During the Second Battle of Corinth Edson was appointed as the acting rank of Major of the regiment despite being officially only a Captain. He re-enlisted in the 4th Minnesota on August 6, 1863 when his original 3-year enlistment expired. Edson was formally promoted to the rank of Major on February 11, 1864. On September 1, 1864, He was promoted to the rank of Lieutenant Colonel shortly before the Battle of Allatoona. He was mustered out of service with the rest of the regiment on July 19, 1865 in Saint Paul, Minnesota. For his gallantry and continued service through the war, Edson received the Brevet rank of Colonel.

== Law, business, and political career ==
Following the war, Edson continued his law practice in Glencoe and was eventually elected to the office of County Judge for McLeod County. In 1877 he ran for political office as a Republican for the 36th District of the Minnesota Legislature representing McLeod and Sibley counties. Edson won the election on November 6, 1878 and would serve in the 20th Minnesota Legislature during the 1878 regular session. During the 20th Legislature Edson served on the Deaf and Dumb, and Blind Institute committee, the military affairs committee, and the Minnesota State Prison committee.

In 1881 Edson constructed Glencoe's "American Hotel", also called the "American House", using lumber sourced from Red Wing, Minnesota. He added on to the hotel in 1885 and supervised its operation until his death in 1891. The hotel was later converted into a hatchery and named "Walker Acres"; the building was razed in 1988.

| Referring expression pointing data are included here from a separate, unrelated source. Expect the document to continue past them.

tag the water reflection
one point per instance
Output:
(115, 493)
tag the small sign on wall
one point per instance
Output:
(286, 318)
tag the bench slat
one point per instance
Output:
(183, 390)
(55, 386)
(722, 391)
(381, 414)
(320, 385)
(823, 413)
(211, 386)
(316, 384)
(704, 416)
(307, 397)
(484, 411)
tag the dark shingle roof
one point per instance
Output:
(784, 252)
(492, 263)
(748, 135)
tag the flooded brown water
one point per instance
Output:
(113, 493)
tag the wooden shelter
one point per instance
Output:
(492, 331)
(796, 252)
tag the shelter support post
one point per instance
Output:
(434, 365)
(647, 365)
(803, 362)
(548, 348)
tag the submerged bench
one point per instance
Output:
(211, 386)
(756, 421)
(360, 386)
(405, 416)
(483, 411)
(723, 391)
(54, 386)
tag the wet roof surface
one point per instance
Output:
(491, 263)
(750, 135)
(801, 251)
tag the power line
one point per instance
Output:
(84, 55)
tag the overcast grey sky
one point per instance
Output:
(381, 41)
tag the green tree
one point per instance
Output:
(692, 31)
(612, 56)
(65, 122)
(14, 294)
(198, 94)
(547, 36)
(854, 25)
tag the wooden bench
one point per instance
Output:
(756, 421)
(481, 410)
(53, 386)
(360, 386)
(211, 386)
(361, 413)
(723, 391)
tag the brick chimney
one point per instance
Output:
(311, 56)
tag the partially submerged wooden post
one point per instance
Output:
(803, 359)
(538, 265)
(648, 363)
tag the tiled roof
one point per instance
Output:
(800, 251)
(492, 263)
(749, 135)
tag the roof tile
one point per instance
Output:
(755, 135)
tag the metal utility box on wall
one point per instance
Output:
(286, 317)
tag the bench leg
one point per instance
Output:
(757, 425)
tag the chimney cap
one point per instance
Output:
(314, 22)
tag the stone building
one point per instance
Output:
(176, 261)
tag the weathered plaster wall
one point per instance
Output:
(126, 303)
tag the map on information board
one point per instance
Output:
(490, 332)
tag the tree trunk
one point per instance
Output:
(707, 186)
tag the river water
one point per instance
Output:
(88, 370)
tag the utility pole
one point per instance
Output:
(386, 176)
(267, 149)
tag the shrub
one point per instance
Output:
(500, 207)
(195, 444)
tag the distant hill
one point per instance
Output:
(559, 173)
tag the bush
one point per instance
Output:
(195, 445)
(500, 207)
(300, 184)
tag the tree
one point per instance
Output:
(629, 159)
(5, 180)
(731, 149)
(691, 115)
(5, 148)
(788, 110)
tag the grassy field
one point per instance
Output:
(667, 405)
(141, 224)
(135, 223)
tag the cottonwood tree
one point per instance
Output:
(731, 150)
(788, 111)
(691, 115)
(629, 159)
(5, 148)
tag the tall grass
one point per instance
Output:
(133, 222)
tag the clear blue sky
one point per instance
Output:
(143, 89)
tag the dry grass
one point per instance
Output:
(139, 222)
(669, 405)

Edson was appointed by the Governor of Minnesota Lucius Frederick Hubbard to serve as the Judge of the 8th District Court of Minnesota in 1886. The 8th Judicial District was created by an act of the Minnesota Legislature approved March 5, 1870. His predecessor was John L. MacDonald who had vacated the position due to being elected to the 50th United States Congress. Edson was elected as the Judge of the 8th Judicial District in 1888 and served under Governor Andrew Ryan McGill. Edson died in office in 1891; his successor was Francis Cadwell of Le Sueur County, Minnesota.

Edson was the county deputy for the McLeod County chapter of The National Grange of the Order of Patrons of Husbandry, an American agricultural advocacy group which promoted the livelihood and interests of farmers. He was also the President of the Fourth Minnesota Veteran Volunteer Infantry Association, a Veterans' organization similar to the Grand Army of the Republic which held annual reunions in Minneapolis.

== Personal life and death ==
Edson was married twice; his first wife was Sarah Ann Richards of Binghamton, New York, his second was Susan McFeeley. His grandson via his eldest son James Richards Edson (1862–1935) was Vice Admiral Stephen Reuben Edson (1895–1969) who served in World War I and World War II. Edson's daughter Ella Mariah Edson (1866–1942) married Captain Julius Jules Durage (1839–1911), a Dagestani soldier who served with the 11th Infantry Regiment in the Indian Wars.

Edson died on January 27, 1891 at the age of 65 of Bright's disease (a historical classification for kidney disease). He is buried at the Hillcrest Cemetery in Glencoe alongside his first wife Sarah.